Rain drizzles lightly onto my scalp as I close the car door and stand there listening. He apologizes before admitting his ultimate plan to enroll the boy at the prestigious private school a few miles up the road. Pulling out his phone, he shows me a picture of the smiling four year old. Finally, he asks my name and introduces himself. We shake hands and part before rushing to seek shelter inside our cars. Turning the key I sit, momentarily appreciative of the warmth and dryness of my little car.
It is 5pm on election day. I have a 40 minute drive home and I still have to vote.
Today's election is not presidential but it's important. I'm afraid the number of voters might be low. This damp and drizzly weather may be regarded as another reason to stay home and leave the voting to others. I must admit, all I can think, as I inch my way north through heavy traffic is, I just want to get home, change into my favorite pajamas, aka leisure wear, and chill. But, of course, voting is non negotiable. No rest for the weary (me) until it's done.

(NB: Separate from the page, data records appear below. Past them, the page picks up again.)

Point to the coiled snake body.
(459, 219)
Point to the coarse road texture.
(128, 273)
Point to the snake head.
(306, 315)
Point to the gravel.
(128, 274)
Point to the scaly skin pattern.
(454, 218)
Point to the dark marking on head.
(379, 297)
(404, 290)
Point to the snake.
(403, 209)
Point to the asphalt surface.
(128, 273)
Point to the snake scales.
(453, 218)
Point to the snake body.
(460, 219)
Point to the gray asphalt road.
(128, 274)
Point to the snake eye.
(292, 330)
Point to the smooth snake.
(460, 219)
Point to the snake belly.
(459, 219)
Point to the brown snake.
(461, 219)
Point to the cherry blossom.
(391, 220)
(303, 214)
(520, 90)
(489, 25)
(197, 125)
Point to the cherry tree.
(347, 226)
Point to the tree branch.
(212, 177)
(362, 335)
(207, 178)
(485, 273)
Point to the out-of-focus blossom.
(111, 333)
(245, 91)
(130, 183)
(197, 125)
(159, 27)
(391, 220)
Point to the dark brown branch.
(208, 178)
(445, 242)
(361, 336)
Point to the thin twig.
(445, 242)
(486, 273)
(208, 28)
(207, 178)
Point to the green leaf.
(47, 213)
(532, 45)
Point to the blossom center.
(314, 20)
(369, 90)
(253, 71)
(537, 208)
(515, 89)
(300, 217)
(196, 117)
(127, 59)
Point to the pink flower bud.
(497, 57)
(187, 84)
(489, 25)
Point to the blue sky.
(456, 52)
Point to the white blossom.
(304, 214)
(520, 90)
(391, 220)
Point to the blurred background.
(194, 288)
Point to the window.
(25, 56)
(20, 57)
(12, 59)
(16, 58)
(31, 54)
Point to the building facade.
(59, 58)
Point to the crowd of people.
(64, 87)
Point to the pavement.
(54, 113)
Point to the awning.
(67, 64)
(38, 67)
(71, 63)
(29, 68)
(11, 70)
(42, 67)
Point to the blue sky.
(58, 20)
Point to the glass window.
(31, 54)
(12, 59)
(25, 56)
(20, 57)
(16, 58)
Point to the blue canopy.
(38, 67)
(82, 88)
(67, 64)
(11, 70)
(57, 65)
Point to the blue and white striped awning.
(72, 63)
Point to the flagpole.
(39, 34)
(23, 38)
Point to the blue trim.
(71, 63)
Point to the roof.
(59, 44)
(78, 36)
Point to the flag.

So, I stop for coffee, and then continue north. I wrestle with the idea that I'll have to wait in a long line of voters because the issue of today's election is a hot item. I dread the thought of entering my neighborhood school, only to be slowed down and assigned a spot in the slow march toward the library to be greeted by pole workers, tired from the throngs of voters through out the day.
Perhaps I'll see neighbors or long lost aquaintences from the subdivision and strike up conversations. Maybe, just maybe, I'll run into one of my children's former elementary school teachers who happen to be working late. I wonder if they'll remember my children, or me, considering the fact that my youngest just graduated from college last Saturday...probably not.
As I suspected, the streets leading to the school have absolutely no traffic. Turning onto the drive that leads to the school, I note the nearly empty parking lot. I pull into a space directly across from the entrance and park. Two women, wearing "I voted" stickers rush to their cars.
Now fortified with coffee, I step out of my car and head toward the school. Once inside, I walk the empty hallway to the library. There is one man in line. The worker at the desk asks me to fill out the necessary form. I do and hand it to her, along with my license. From there, I am directed around the corner and handed a ballot inside of a large folder.
The voting booths stand silent. There is no line. I walk inside one and open the ballot. Reading and rereading the proposal, I am more sure than ever that my original voting plan is correct. So, I mark the ballot, remaining true to my original decision.
It is close to 6pm as I feed my ballot into the voting machine and hand the folder to another worker. I smile at her and ask, "What number am I?"
"243. There are stickers over there if you want one." she says before returning to her book.
I spot the "I Voted" stickers sitting on a table and stuck to the back of a chair. I pull one from the chair and stick it onto my jacket.
What a small turnout! I can only hope there will be a large number of "after six" voters who will descend upon this school, filling the parking lot and the halls inside. That the workers behind the counter will have to set their romance novels back inside their purses to accommodate the flow. But I know this is wishful thinking.
"How's your mom doing?" a worker asks as I head toward the exit door.
"She's fine," I say and smile.
"Tell her I said hello" she calls before waiting on the next voter.
I exit the school looking forward to the comfort and warmth of my home. Voters entering the building exchange smiles and greetings as we pass. I am thankful for the few who have come to exercise their right to vote.
Unlocking my car, I open the door to escape the drizzle once again. For just a moment, I take in the, mostly empty, parking lot and wonder which of my friends and coworkers will complain to me about the election's outcome, even though they did not bother to vote.
I'm getting too old for this.
My patience is short for those who choose to allow something as simple and easy as casting a ballot become too much of a burden.
I start the engine and pull out of the lot, knowing that I have done all I can to change this situation. I can only hope that it is enough.